Sunday, August 18, 2024

Larry LaFond | Gaydar / 2002

fantasy is better than reality

by Douglas Messerli

 

Larry LaFond and Terry Ray (screenplay), Larry LaFond (director) Gaydar / 2002 [20 minutes]

 

US director Larry LaFond’s Gaydar is a comic movie of the old school that nonetheless is absolutely charming because of its unassuming narrative and simple intentions of entertainment as opposed to probing deeper subjects.


      Randy (Terry Ray) and Frankalina (Jennifer Echols) share nearby office cubicles, both of them on the watch for the Tom Cruise-like beauty who works in their office, Jack (Bryan Dattilo).

     Randy, a slightly effeminate male, believes that Jack might possibly be gay, and from the language the movie puts into his mouth and the hand he delivers up to Randy’s shoulder when he communicates, it might well be that he is. But unlike the many gay men—myself included—who believe they have the power of determining such things on the basis of gestures and language, Randy claims no special powers of “gaydar.” Besides Frankalina is convinced that his beautiful behind is a pair of cupcakes ready to be delivered right up to straight women like herself.

 

    Together they watch Jack’s coming and goings with a mixture of awe and perspiration, at one point when Jack seems to be particular friendly, Randy almost passing out in sexual anticipation.

      Randy is also the type of gay man who simply can’t pass up a yard sale, and during the weekend he stops for just such a sale by a gay man (Jim J. Bullock) whose lover has announced his intentions to break off their relation by packing up all of his partner’s possessions in boxes, so that when he returns home he has no choice but to sell them off quick at very lowest price.

       Deep within one of the boxes is a contraption titled “Gaydar,” a noisy machine that supposedly identifies any to whom the pointer is aimed as gay or straight. Randy immediately tries it out, the meter identifying the hunky man also shopping for trinkets at the yard sale as straight—surely a sign that the machine doesn’t really function, he presumes, until a woman, presumably his wife soon after joins him. Pointing it at Maurice’s distraught lover, the yard-salesman, the meter reads definitely gay.

       Excitedly, Randy buys the machine and takes it home, trying it out further on photos in his tabloid magazines. According to the machine, Elton John is gay, Brad Pitt is not. Melissa Elthridge, yes. But when he is about to “check out” Tom Cruise, his cat hisses so strongly that he becomes distracted, finally pointing it at the cat herself, who turns out to be a lesbian which, as he declares, “explains so much!”
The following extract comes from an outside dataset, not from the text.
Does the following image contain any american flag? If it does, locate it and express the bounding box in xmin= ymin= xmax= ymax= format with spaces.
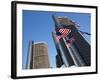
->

      Randy becomes so distracted that when his uncle Vincent (Charles Nelson Reilly in his last film role) arrives for his weekly movie-watching evening with a Doris Day film in hand, he’s forgotten completely all about it, and bows out by saying that he’s planning on going out to a disco—something that according to Vincent he has never done before.

      Obviously, he becomes determined to check out Jack at the office, but when he attempts to do so in the parking lot he encounters a fellow employee, Dewayne (Thomas Cagle), a true nuisance who’s about to marry another employee, Marlene. As Randy attempts to train his device on Jack, Dewayne gets in his way and—much to his surprise, if not the audience’s—Dewayne registers as gay.

      Once inside the office, Randy is still determined to discover the truth, but after he shares his intentions with Frankalina, she suddenly rushes after him in an attempt to dissuade him, ending in a bodily confrontation with Jack who drops all his files, forced to bend over continually in order to pick them revealing for both what Frankalina has described as his Cinnamonbuns.


      When she finally gets an opportunity to talk with the much flustered Randy, she explains that if he settles the issue for once and for all, he will most certainly remove the joyfully imagined possibilities for the other, destroying at least one of their daily pleasures. Fantasy, she proclaims, is so much better than reality.

     Seeing her logic, Randy gives up his attempt, but she borrows the machine, nonetheless, just to check out another employee who is about, she tells him, to marry her good friend, Marlene. The film ends with Randy muttering to himself, “and I was so looking forward to giving him away,” which can be read either of two ways, as serving as a best man or friend, giving him “away” in marriage or, of course, “outing him,” letting everyone know what he already does, that Dewayne is most certainly gay.

      Nothing serious here, just good campy fun. The film, accordingly, has appeared in over 120 gay film festivals.

 

Los Angeles, November 23, 2022

Reprinted from World Cinema Review (November 2022).